Il s’agit là d’un passage obligé, d’une condition nécessaire mais pas suffisante, pour sauver le Liban et ce qu’il a toujours représenté. Le rapport de la commission française de la Défense relève sur ce plan que la France prône « une politique de soutien à la souveraineté, à la stabilité du Liban, qui passe par l’appui au déploiement de l’État libanais et son armée ». En langage moins diplomatique, cela implique de mettre un terme au rôle régional du Hezbollah en tant qu’instrument privilégié de la politique expansionniste des pasdaran iraniens. Le rapport français relève d’ailleurs dans un autre passage plus explicite que la politique de dissociation du Liban (des conflits régionaux), adoptée par la déclaration de Baabda de 2012, « est foulée aux pieds par l’engagement militaire du Hezbollah en Syrie et, de manière plus discrète, en Irak et au Yémen ».

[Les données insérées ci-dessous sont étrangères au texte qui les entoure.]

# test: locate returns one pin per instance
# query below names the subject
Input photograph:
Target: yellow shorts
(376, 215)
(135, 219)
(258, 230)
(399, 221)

C’est précisément sur ce dernier point que la France pourrait être d’un très grand secours au Liban – à la population libanaise – en faisant preuve d’une grande vigilance dans les tractations en cours entre l’Iran et les États-Unis, afin qu’un éventuel « marché » qui serait négocié dans ce cadre ne se fasse pas au détriment de la souveraineté libanaise et, surtout, du pluralisme socioculturel et communautaire du pays du Cèdre. Porter atteinte à ce pluralisme, à l’ombre du rapport de force actuel, reviendrait à accentuer encore davantage le foyer de tension et d’instabilité dans le pays, ce qui ne manquerait pas d’avoir pour retombées une possible relance du terrorisme dont la France n’est généralement pas épargnée.
Il reste que le soutien que Paris pourrait assurer aux Libanais dans ce contexte devrait impérativement être accompagné d’un indispensable build-up souverainiste au plan interne afin d’obtenir le statut de neutralité réclamé sans relâche par le patriarche maronite Béchara Raï. Face à la stature régionale de grande envergure dont bénéficie le Hezbollah, la dissociation vis-à-vis des guerres et conflits de la région ne peut se frayer un chemin, avec un appui international tel que celui de la France, que par le biais d’un très vaste rassemblement populaire souverainiste, doublé d’une mobilisation politique, similaire à ce que le pays a connu en 2005 – afin que l’emprise iranienne au Liban ne soit pas consacrée à l’occasion d’un quelconque marché irano-américain.
Devant l’enjeu historique et existentiel auquel le pays est aujourd’hui confronté, les petits calculs partisans, électoraux et égocentriques ont irrémédiablement pour conséquence de consolider encore davantage l’emprise iranienne. Dans un contexte de confrontation totale engageant le sort du pays et son identité, tout comportement qui entraverait le rassemblement fédérateur de l’ensemble des factions souverainistes ne peut paraître que foncièrement suspect.